If that wasn't bad enough, Target has also lost a lot of money throughout the year on its Canadian expansion campaign. Target aggressively opened new locations in Canada over the course of the past year, which made sense at the time because Target was previously limited to the United States. Last quarter alone, Target lost $211 million in Canada before interest and taxes. Target is racking up losses because it's been forced to discount prices significantly to lure shoppers in. The hope is that eventually Target's stores will stand on their own legs, but this hasn't happened yet. Target's comps in Canada look bad, with same-store sales up just 1% last quarter.

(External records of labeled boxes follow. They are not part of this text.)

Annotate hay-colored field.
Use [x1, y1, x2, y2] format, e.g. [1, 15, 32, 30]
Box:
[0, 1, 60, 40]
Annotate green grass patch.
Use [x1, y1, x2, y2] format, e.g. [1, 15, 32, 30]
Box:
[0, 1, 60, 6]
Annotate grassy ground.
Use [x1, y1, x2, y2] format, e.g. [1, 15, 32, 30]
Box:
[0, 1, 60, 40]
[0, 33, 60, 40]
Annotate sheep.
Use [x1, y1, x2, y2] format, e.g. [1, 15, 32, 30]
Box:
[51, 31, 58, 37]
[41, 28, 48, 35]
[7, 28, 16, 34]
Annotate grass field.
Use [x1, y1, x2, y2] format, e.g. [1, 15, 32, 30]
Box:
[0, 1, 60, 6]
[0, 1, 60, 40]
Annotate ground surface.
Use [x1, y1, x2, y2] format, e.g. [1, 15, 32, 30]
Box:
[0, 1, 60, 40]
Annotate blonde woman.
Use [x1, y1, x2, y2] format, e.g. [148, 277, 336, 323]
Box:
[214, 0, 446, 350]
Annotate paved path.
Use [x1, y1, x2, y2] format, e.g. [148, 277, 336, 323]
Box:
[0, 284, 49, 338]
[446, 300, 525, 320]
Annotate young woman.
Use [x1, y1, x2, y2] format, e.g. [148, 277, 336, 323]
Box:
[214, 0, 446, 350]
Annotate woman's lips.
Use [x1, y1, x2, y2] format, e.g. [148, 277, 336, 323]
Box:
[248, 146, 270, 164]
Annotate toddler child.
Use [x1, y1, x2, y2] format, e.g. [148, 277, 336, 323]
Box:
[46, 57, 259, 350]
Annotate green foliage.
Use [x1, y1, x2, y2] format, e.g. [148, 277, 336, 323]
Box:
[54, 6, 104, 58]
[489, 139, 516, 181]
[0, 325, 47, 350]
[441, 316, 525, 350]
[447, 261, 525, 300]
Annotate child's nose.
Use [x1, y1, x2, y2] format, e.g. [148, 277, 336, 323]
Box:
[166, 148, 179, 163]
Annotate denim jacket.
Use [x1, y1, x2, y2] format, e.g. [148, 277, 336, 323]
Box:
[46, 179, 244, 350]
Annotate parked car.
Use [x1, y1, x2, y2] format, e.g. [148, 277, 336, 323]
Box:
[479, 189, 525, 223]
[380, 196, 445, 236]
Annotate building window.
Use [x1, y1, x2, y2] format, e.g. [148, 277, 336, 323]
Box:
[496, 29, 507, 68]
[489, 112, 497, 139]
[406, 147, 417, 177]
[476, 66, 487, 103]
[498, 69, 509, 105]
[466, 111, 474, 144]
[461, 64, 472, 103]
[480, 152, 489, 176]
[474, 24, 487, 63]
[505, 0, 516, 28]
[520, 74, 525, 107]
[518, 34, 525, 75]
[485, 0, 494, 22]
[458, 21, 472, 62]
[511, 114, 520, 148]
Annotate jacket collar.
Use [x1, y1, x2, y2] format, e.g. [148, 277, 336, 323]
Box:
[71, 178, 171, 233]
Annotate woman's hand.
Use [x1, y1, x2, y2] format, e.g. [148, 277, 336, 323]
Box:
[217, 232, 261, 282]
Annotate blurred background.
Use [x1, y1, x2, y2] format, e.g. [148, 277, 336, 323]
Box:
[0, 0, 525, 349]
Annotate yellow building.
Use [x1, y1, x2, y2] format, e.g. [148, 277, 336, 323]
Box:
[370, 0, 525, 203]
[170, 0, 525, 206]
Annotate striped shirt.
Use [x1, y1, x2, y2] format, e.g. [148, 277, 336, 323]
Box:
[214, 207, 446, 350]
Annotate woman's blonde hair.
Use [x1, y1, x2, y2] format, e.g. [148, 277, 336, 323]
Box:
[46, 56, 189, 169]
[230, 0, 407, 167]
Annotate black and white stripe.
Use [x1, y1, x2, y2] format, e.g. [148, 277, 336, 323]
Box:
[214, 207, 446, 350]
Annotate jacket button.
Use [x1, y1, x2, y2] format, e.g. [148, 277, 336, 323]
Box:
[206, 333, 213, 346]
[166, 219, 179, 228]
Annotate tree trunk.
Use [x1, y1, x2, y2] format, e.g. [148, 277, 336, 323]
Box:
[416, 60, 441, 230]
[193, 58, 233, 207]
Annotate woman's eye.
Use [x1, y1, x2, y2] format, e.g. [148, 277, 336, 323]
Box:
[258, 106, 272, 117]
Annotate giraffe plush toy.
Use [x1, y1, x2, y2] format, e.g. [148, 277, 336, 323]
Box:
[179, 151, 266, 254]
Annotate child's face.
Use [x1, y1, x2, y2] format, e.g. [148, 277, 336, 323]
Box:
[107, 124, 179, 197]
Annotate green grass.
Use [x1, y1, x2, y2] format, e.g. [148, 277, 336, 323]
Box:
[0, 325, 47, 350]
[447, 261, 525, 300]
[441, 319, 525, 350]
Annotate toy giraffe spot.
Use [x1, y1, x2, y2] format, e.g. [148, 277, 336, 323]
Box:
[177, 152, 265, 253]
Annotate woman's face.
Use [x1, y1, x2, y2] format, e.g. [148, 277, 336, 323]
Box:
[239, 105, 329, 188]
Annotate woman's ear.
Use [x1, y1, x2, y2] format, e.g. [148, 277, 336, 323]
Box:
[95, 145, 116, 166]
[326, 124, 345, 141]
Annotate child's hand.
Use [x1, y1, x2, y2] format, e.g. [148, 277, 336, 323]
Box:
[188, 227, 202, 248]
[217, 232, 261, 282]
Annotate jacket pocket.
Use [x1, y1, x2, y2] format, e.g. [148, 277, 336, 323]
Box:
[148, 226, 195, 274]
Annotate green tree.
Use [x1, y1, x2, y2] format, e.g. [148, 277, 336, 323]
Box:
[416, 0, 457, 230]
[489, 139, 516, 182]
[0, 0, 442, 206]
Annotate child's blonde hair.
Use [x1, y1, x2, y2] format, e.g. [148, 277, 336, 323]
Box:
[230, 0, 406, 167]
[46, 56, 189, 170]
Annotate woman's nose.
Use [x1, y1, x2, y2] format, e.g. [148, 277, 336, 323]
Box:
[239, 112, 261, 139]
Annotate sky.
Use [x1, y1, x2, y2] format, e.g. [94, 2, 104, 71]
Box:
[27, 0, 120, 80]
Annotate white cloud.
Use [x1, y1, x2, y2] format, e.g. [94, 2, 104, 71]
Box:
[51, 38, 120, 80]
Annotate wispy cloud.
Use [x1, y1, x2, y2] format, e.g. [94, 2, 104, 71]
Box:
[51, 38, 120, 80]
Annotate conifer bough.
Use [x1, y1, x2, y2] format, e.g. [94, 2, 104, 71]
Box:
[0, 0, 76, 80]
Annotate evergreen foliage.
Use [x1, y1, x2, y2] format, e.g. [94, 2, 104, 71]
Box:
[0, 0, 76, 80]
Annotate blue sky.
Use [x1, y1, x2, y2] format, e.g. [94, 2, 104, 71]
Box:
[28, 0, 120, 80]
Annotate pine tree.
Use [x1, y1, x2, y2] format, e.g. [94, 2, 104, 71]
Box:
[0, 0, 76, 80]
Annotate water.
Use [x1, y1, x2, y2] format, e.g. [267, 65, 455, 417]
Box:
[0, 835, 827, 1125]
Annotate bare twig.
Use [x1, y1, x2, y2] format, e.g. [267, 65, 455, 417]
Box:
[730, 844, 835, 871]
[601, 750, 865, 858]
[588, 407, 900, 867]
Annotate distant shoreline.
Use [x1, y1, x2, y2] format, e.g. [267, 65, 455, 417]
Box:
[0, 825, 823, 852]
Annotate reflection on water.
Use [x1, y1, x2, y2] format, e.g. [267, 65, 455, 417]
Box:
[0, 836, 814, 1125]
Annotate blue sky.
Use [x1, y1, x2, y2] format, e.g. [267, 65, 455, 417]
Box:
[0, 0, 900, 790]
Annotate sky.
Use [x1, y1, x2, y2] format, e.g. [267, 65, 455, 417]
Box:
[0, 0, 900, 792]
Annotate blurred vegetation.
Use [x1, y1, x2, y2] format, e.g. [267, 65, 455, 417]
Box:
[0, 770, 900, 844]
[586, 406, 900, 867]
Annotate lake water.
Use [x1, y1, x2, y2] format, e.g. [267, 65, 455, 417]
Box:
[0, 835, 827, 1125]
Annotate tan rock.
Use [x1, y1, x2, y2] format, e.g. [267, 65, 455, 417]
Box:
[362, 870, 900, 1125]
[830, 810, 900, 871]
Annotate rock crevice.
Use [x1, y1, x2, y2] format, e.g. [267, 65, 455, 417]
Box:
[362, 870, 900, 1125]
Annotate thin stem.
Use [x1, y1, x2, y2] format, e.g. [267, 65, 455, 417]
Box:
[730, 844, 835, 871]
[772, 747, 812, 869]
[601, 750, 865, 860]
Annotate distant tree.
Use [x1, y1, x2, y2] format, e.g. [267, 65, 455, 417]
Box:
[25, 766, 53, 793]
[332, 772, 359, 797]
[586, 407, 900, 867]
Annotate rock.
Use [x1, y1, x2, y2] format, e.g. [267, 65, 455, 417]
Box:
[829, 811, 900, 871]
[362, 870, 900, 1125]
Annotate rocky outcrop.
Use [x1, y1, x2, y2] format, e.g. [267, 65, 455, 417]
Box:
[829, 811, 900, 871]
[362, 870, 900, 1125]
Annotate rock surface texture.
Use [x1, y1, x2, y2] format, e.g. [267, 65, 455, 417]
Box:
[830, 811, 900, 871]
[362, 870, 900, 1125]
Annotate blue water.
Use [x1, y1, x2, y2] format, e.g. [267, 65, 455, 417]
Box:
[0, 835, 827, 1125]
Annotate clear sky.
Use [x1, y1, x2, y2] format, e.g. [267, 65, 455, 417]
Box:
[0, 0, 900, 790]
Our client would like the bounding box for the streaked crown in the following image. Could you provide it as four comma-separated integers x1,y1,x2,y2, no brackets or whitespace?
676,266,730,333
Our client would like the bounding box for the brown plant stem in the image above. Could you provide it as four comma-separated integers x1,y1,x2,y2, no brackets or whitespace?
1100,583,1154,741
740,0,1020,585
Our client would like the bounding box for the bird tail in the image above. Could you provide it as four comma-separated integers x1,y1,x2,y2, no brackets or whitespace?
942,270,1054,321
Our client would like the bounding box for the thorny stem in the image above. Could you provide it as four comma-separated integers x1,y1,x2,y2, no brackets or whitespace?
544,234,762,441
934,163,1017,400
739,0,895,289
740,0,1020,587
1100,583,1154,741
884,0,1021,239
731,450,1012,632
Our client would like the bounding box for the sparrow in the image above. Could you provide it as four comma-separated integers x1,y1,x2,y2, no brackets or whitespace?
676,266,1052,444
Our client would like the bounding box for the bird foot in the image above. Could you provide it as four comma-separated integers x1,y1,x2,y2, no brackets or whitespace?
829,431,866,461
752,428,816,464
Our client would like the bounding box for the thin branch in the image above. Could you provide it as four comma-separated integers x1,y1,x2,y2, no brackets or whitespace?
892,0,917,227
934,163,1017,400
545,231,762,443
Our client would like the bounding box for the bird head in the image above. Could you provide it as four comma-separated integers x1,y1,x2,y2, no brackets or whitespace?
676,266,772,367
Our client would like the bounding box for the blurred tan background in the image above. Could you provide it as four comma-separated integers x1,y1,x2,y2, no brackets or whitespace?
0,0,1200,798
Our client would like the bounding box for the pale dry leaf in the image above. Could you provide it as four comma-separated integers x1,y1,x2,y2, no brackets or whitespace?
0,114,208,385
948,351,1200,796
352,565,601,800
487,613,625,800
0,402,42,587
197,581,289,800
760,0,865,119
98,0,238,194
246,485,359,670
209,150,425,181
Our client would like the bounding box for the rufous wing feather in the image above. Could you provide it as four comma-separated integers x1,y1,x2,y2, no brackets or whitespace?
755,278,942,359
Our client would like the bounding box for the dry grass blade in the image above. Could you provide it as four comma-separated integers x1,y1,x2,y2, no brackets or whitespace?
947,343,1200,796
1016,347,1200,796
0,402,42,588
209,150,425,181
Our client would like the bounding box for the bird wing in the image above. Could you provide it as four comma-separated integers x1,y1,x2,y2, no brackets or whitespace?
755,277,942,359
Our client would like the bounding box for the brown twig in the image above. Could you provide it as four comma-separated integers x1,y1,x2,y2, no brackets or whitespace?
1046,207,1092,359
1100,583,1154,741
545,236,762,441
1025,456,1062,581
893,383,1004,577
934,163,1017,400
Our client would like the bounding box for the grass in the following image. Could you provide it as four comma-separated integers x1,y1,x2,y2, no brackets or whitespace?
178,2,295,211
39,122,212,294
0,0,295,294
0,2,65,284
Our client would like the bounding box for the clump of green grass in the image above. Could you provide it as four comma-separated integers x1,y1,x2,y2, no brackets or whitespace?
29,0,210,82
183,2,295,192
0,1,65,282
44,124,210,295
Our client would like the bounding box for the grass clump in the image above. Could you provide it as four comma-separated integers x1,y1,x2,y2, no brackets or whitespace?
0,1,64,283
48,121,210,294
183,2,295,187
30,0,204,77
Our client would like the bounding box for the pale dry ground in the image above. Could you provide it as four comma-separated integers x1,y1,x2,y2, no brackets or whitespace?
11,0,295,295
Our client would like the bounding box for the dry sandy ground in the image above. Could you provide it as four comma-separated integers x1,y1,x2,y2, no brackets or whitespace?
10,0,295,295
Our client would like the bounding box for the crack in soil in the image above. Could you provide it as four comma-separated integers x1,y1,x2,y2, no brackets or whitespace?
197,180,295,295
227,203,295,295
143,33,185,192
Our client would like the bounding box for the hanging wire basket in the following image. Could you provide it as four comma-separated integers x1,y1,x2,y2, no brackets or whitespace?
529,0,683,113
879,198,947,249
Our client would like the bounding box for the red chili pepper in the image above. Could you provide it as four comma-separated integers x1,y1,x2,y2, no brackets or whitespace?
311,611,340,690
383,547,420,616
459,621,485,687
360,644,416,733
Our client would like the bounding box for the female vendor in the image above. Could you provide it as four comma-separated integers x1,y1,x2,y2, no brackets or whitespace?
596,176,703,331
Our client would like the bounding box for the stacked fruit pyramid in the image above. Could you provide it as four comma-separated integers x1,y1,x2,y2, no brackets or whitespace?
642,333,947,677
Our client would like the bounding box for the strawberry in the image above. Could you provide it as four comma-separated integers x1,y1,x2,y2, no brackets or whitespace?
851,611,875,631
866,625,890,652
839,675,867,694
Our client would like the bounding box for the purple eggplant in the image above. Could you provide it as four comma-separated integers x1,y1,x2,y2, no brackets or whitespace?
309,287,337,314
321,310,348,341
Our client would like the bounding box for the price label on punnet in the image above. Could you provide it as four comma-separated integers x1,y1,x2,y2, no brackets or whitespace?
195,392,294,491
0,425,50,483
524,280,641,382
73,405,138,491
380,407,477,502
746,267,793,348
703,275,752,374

But all that looks like a distant memory now. Customers clearly forgave Target for the data breach, as U.S. same-store sales were up 1.2% last quarter, which was better than the company projected. The company delivered a 20% dividend increase to shareholders this year, and Target's stock price is now at $72 per share. Another tailwind is that Target management expects the improving retail environment, boosted by falling oil prices, to set the stage for a strong holiday shopping season in the U.S. and Canada. This would cap off a fantastic turnaround year for Target.

Image source: Author.

Anders Bylund (Monster Beverage): Energy drink specialist Monster Beverage limped into 2014, in desperate need of a fresh energy jolt. The stock has fallen 11% over the previous 18 months, just barely keeping pace with the S&P 500 (^GSPC -0.88%) index in 2013. Monster missed analysts' earnings estimates in seven consecutive quarters, including the year-ending period of 2013.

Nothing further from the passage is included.